Duża ustawa reprywatyzacyjna? Raczej ustawa o wygaszaniu roszczeń

Jakub Żak  2 listopada 2017
przeczytanie zajmie 8 min

Ministerstwo Sprawiedliwości nie jest w żaden sposób zainteresowane sprawiedliwą restytucją mienia. Chodzi jedynie o „zakończenie problemu” zwrotów nieruchomości lub odszkodowań w pełnej wartości utraconego mienia. Projekt wymienia szereg kategorii osób, którym nie przysługuje żadna rekompensata za znacjonalizowanie mienie i katalog podstaw prawnych nacjonalizacji mienia, które również oznaczają wyłączenie z prawa do rekompensaty. Karanie obywatela za błędy polityków przeistoczyło się już w stały element polskiego życia publicznego.

Źle zdefiniowany problem

Kiedy Ministerstwo Sprawiedliwości zaprezentowało założenia projektu ustawy nazwanej „dużą ustawą reprywatyzacyjną” można było jej rozwiązania – w szczególności wysokość rekompensaty na poziomie 20% wartości przejętej nieruchomości – uznać zależnie od poglądów za sprawiedliwe lub niesprawiedliwe. Sam należałem do drugiej z tych grup. Nikt jednak chyba nie przypuszczał, iż powtórzony zostanie fortel Platformy Obywatelskiej, która doprowadziła w poprzedniej kadencji do wygaszenia niektórych roszczeń. Przypomnijmy: tak było z nowelizacją ustawy o gospodarce nieruchomościami nazywaną mylnie „małą ustawą reprywatyzacyjną”. W rzeczywistości tamta regulacja wygaszała lub pozwalała na wykup części roszczeń do warszawskich nieruchomości dekretowych. Po opublikowaniu na stronie resortu sprawiedliwości całości nowego projektu  okazało się, że ta „duża ustawa reprywatyzacyjna” jest w praktyce „dużą ustawą o wygaszeniu niektórych roszczeń reprywatyzacyjnych”.

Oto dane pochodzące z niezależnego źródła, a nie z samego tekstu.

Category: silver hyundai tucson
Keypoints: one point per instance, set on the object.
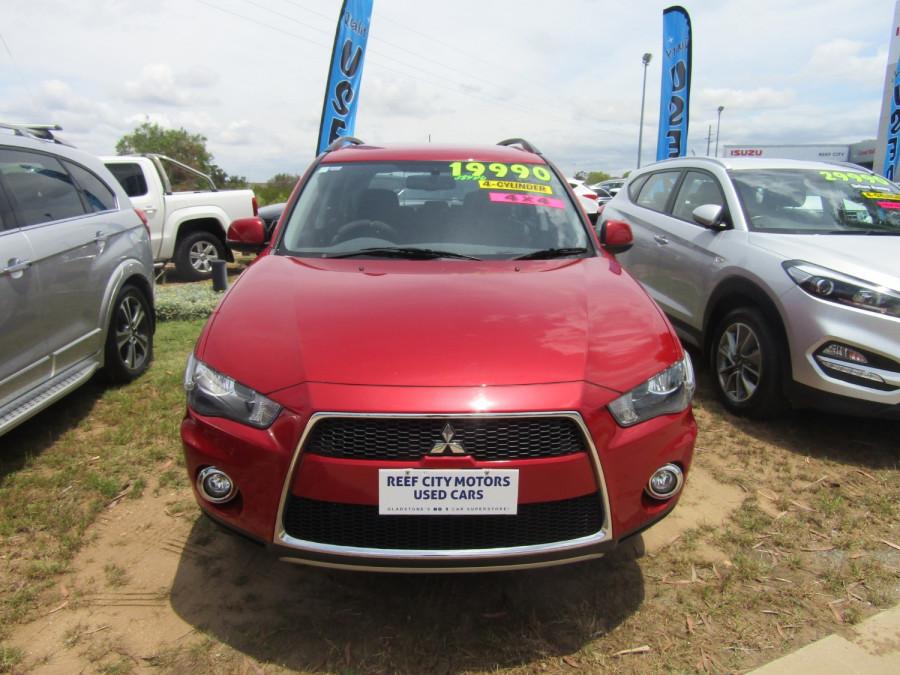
(76, 275)
(786, 274)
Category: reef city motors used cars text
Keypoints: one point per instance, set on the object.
(435, 364)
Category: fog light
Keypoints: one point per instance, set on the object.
(665, 482)
(215, 485)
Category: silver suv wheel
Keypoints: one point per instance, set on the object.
(738, 362)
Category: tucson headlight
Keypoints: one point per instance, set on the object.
(667, 392)
(827, 284)
(211, 393)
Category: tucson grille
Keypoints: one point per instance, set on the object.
(485, 439)
(360, 525)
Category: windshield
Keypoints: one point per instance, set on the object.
(798, 201)
(464, 209)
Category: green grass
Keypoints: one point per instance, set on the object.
(60, 469)
(782, 567)
(185, 302)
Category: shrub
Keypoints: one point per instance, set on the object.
(185, 302)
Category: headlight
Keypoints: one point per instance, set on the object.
(211, 393)
(827, 284)
(670, 391)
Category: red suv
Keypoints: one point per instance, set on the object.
(435, 364)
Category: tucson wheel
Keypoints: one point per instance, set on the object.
(746, 364)
(195, 253)
(129, 341)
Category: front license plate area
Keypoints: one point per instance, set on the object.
(448, 492)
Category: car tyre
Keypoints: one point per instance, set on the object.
(195, 253)
(129, 340)
(746, 364)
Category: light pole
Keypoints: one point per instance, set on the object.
(718, 124)
(645, 59)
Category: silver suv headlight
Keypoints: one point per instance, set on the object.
(826, 284)
(211, 393)
(667, 392)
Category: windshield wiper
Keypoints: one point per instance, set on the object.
(867, 232)
(410, 252)
(546, 253)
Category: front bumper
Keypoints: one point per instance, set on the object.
(274, 477)
(815, 323)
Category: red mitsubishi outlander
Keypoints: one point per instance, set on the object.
(436, 365)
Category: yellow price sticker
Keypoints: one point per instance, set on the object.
(882, 195)
(498, 170)
(514, 185)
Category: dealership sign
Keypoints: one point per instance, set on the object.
(822, 153)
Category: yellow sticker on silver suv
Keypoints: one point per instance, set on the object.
(514, 185)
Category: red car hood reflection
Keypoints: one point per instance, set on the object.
(437, 323)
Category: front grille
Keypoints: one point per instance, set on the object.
(361, 526)
(484, 438)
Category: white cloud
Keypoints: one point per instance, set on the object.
(159, 84)
(842, 59)
(750, 99)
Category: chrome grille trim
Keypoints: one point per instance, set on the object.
(281, 538)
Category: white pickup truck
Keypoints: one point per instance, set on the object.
(188, 216)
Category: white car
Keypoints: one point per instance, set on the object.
(187, 214)
(586, 196)
(785, 273)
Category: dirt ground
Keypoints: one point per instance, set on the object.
(154, 582)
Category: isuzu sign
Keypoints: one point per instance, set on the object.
(821, 153)
(345, 75)
(676, 84)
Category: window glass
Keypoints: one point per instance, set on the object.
(813, 201)
(635, 186)
(40, 188)
(478, 209)
(97, 194)
(655, 192)
(130, 177)
(696, 190)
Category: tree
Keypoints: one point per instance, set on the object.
(178, 144)
(276, 189)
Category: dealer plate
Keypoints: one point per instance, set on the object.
(447, 492)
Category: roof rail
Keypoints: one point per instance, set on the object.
(41, 132)
(339, 142)
(528, 147)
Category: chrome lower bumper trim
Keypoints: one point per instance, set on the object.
(282, 538)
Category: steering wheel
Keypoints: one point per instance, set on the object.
(377, 227)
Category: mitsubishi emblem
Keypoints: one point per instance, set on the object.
(441, 446)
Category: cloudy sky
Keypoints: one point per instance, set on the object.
(250, 74)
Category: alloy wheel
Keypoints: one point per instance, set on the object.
(132, 332)
(739, 362)
(201, 254)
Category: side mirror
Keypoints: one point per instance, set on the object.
(615, 236)
(709, 215)
(247, 235)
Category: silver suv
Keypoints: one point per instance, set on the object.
(76, 275)
(786, 274)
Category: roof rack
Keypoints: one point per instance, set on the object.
(525, 145)
(41, 132)
(339, 142)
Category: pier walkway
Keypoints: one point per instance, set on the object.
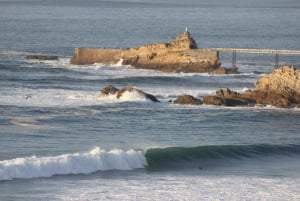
(257, 51)
(276, 52)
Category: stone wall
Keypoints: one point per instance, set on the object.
(180, 55)
(84, 56)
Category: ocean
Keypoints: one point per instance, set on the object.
(60, 141)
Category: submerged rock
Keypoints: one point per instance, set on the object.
(188, 99)
(111, 90)
(42, 57)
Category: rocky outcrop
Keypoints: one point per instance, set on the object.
(282, 79)
(280, 88)
(180, 55)
(111, 90)
(42, 57)
(188, 100)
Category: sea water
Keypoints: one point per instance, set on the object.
(60, 141)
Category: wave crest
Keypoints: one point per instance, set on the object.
(77, 163)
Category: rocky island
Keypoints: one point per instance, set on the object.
(281, 88)
(180, 55)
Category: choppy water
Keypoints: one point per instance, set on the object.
(60, 141)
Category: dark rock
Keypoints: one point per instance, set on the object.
(108, 90)
(132, 89)
(188, 99)
(111, 90)
(223, 70)
(41, 57)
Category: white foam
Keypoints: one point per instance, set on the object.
(76, 163)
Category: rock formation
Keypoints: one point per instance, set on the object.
(41, 57)
(180, 55)
(111, 90)
(280, 88)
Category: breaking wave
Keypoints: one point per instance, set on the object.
(76, 163)
(203, 157)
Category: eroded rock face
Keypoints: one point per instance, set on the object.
(180, 55)
(282, 79)
(188, 100)
(111, 90)
(281, 88)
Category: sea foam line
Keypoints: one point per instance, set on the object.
(76, 163)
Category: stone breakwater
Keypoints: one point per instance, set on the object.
(281, 88)
(180, 55)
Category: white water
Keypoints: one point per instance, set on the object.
(76, 163)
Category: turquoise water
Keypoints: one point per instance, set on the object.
(60, 141)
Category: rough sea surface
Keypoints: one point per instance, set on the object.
(60, 141)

Ustawa promowana przez Patryka Jakiego to akt zaprojektowany starannie, może nieco przesadnie skomplikowany, ale skalkulowany na ograniczenie roszczeń reprywatyzacyjnych do absolutnego minimum. Projekt, nie bacząc na podstawowe ramy sprawiedliwości i argumenty historyczne, wybiórczo ustala roszczenia za które rekompensata ma przysługiwać. Ciężko przy tym doszukiwać się w tej selekcji jakiegoś logicznego kryterium.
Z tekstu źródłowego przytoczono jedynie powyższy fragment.